SoT is built on top of the unified multimodal autoregressive Transformer. The model uses:

- **Early-fusion multimodal Transformer** for interleaved text-image processing
- **Rectified-flow velocity predictor** for visual generation in VAE latent space
- **Hard routing** with dedicated generation and understanding experts

### Setup

```bash
conda create -n sot python=3.10 -y
conda activate sot
pip install -r requirements.txt
pip install flash_attn --no-build-isolation
```

### Download checkpoint
The checkpoint will be released upon acceptance. For now, you can use the pretrained unified multimodal autoregressive model as the base model and fine-tune it on SoT-26K sample datasets.


### Inference

![Image](assets/results.png)

The inference script (`sot_inference.py`) supports inherent interleaved text and visual reasoning for progressive shape assembly.
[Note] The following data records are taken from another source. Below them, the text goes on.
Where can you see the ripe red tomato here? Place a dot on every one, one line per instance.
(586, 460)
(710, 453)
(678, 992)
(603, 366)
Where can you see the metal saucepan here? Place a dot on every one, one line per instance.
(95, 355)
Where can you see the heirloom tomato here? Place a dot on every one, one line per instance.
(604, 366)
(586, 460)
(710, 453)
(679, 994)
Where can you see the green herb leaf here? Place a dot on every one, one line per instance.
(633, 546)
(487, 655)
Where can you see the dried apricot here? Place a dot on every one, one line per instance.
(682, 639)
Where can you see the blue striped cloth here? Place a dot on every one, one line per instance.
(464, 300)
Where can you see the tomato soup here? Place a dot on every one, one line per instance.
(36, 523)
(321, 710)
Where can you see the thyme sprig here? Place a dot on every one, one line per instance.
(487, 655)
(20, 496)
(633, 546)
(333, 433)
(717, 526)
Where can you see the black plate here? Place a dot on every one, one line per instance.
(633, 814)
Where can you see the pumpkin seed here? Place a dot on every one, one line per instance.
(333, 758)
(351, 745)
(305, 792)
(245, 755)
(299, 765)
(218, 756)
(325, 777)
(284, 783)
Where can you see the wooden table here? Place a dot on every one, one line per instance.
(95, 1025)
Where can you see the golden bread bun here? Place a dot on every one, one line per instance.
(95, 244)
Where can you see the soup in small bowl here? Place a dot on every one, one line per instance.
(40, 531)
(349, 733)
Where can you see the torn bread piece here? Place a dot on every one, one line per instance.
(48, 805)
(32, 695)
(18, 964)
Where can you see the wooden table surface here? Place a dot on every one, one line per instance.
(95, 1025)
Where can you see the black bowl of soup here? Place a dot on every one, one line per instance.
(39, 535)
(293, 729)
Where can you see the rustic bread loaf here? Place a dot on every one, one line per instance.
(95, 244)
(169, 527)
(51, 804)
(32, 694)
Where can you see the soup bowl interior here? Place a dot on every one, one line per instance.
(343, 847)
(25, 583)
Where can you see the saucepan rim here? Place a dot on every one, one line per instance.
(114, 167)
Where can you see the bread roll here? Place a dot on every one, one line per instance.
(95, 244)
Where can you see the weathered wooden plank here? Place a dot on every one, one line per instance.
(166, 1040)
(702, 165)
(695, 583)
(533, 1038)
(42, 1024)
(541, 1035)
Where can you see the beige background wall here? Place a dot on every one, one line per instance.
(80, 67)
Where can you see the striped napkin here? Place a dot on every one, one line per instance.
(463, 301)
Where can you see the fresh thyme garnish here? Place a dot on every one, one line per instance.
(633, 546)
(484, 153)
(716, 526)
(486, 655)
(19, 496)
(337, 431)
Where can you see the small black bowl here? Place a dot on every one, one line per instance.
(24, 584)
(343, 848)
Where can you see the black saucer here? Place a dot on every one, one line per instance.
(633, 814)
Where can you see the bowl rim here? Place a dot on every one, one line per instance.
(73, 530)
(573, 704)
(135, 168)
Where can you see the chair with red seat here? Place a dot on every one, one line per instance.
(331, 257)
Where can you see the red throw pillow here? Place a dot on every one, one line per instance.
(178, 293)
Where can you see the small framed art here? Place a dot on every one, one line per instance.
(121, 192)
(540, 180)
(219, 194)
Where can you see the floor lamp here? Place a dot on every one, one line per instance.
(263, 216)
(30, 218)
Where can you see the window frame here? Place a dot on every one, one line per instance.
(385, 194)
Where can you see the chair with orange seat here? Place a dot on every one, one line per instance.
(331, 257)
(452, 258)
To customize it for your specific use case:

##### 1. Model Checkpoint Path

Update the checkpoint path to point to your model:

```python
checkpoint_dir = "/path/to/your/HF_HOME/models/"
```

You can also use the local dir:

```
checkpoint_dir = f"{HF_HOME}/models/"
```

##### 2. Setting up prompts

Edit the prompt in `sot_inference.py` (around lines 196-207):

**SoT example prompts for shape assembly:**

```python
sot_prompts = [
    "Build a rectangular container with a wide open top, thick vertical sides, and a recessed base, featuring smooth edges and a uniformly solid appearance.",
    "Construct a compact round planter with a sturdy cylindrical base filled with soil, topped by tall, slender leaves extending upward in a clustered arrangement.",
    "Create a rounded ceramic pot with a smooth, bulbous body and a thick, rolled rim circling the wide opening.",
    "Construct a sleek, S-shaped chair with a continuous curved base forming a seamless transition into the seat and back, featuring a single smooth surface design without visible joints or separations.",
    "Construct a three-headed chandelier with curved lamp arms extending from a central unit, each supporting a wide, tapered lampshade, connected by a vertical chain for suspension.",
    "Construct a rectangular ping pong table featuring a smooth, flat tabletop surface with a centered net divider, supported by four tapered legs connected by bar stretchers for stability.",
]

prompt = sot_prompts[0]  # Select a prompt from the list
```

##### 3. Inference Parameters

You can adjust the generation parameters in the `inference_hyper` dictionary:

```python
inference_hyper = dict(
    do_sample=True,
    text_temperature=0.3,
    cfg_text_scale=4.0,
    cfg_img_scale=2.0,
    cfg_interval=[0.0, 1.0],
    timestep_shift=3.0,
    num_timesteps=50,
    cfg_renorm_min=0.0,
    cfg_renorm_type="text_channel",
)
```

##### 4. Running Inference

```bash
python sot_inference.py
```

The script will:
- Generate interleaved textual reasoning and visual intermediate states
- Save step-by-step images in `reasoning_output_<timestamp>/images/`
- Save reasoning metadata to `reasoning_output_<timestamp>/reasoning_data.json`
- Generate a final complete image at the end

For details, refer to the original inference script [here](sot_inference.py).

#### Example Use Cases

```python
# Shape assembly task
prompt = "Build a rectangular container with a wide open top, thick vertical sides, and a recessed base"
```

### Training
For training on SoT-26K, run:

```bash
bash scripts/train.sh
```


The interleaved reasoning data for Shape-of-Thought can be found in [sot_dataset.py](data/interleave_datasets/sot_dataset.py).